Con la Bossi-Fini è possibile presentare le domande solo a partire dal giorno
della pubblicazione del decreto flussi; ecco quindi che alla gara a chi arriva
prima che già esisteva, si è aggiunta l’ulteriore gara a chi arriva primo
alla "soffiata" relativa alla pubblicazione imminente del decreto
flussi sulla Gazzetta Ufficiale. Ci sono i "bene informati" che
riescono ad "indovinare" la data di pubblicazione e quindi a portare
il loro pacco di pratiche vendute naturalmente a caro prezzo a chi
spasmodicamente cerca un modo per regolarizzare la propria posizione in Italia,
perché di fatto questa è una forma di regolarizzazione, anche se "a cruna
dell’ago" per cui il passaggio è strettissimo. Naturalmente tutto questo
produce irregolarità, violazione della legge, evasione fiscale, evasione
contributiva e, infine, impoverimento.
Il
contratto di soggiorno
L’elemento "qualificante" della legge Bossi-Fini è il contratto di
soggiorno. Durante la campagna elettorale, precedentemente l’approvazione
della legge Bossi-Fini, il contratto di soggiorno era usato come slogan per dire
"Lo straniero non potrà soggiornare in Italia un minuto in più della
durata del contratto di lavoro". Per fortuna esistono le convenzioni
internazionali relative alla condizione giuridica dello straniero cui l’Italia
ha dato adesione, che sono particolarmente tutelate nel nostro ordinamento in
quanto la Costituzione (art. 10, comma 2) obbliga il legislatore italiano a
conformarsi ad esse.
L’esistenza di queste norme internazionali ha consentito di non portare alle
estreme conseguenze questo slogan e quindi di continuare a garantire la
possibilità per colui che entra in uno stato di disoccupazione di rimanere in
Italia per un periodo determinato al fine di cercare una nuova occupazione. Si
precisa che questo periodo è stato però dimezzato da un anno a sei mesi (art.

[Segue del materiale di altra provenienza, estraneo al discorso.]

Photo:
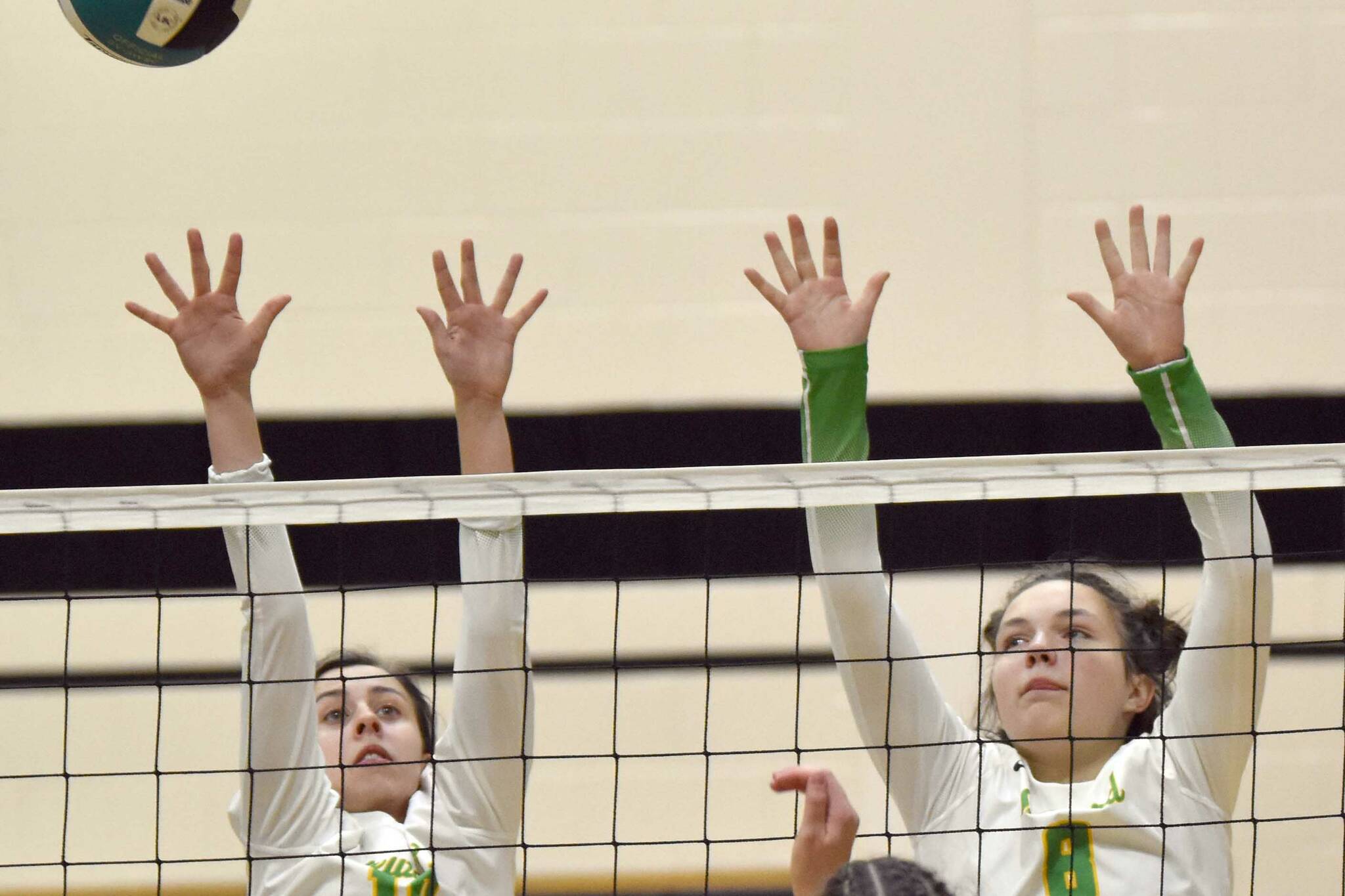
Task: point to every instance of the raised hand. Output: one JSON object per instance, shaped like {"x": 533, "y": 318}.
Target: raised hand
{"x": 826, "y": 830}
{"x": 818, "y": 309}
{"x": 217, "y": 347}
{"x": 1145, "y": 323}
{"x": 475, "y": 345}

22, comma 11, T.U. sull’Immigrazione), che non sono tanti dal momento che
buona parte di questo periodo è "mangiati" dall’attesa del permesso
di soggiorno per ricerca di occupazione, considerato che, quando lo straniero lo
ritira ha la sorpresa di scoprire che la data di decorrenza iniziale non è la
data corrispondente al momento del rilascio, ma la data corrispondente al
momento in cui è stata presentata la domanda.

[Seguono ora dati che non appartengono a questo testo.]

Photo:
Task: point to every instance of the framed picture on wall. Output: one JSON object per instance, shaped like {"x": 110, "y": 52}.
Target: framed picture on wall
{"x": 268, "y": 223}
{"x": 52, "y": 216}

In più ogniqualvolta si cambierà datore di lavoro (pensiamo che i lavoratori
immigrati sono di fatto destinati ai settori più marginali e precari del
mercato del lavoro, e, quindi, sono impiegati con contratti a termine nella
grande maggioranza dei casi) sarà necessario andare a stipulare il contratto di
soggiorno e in quella sede – oltre all’intasamento ulteriore delle
Prefetture che possiamo già immaginare perché è stata fatta una legge con
finanziamento zero quindi gli strumenti e il personale non ci sono - bisognerà
documentare che il lavoratore dispone non soltanto di un alloggio ma di un
alloggio confortevole, munito di certificazione di idoneità rilasciata dal
competente ufficio tecnico comunale. I parametri di idoneità sono riferiti a
parametri stabiliti dalle Leggi Regionali in materia di edilizia residenziale
pubblica che sono stati adottati all’insegna del solito ottimismo legislativo
italiano, fissando degli obiettivi da raggiungere che non sono stati raggiunti.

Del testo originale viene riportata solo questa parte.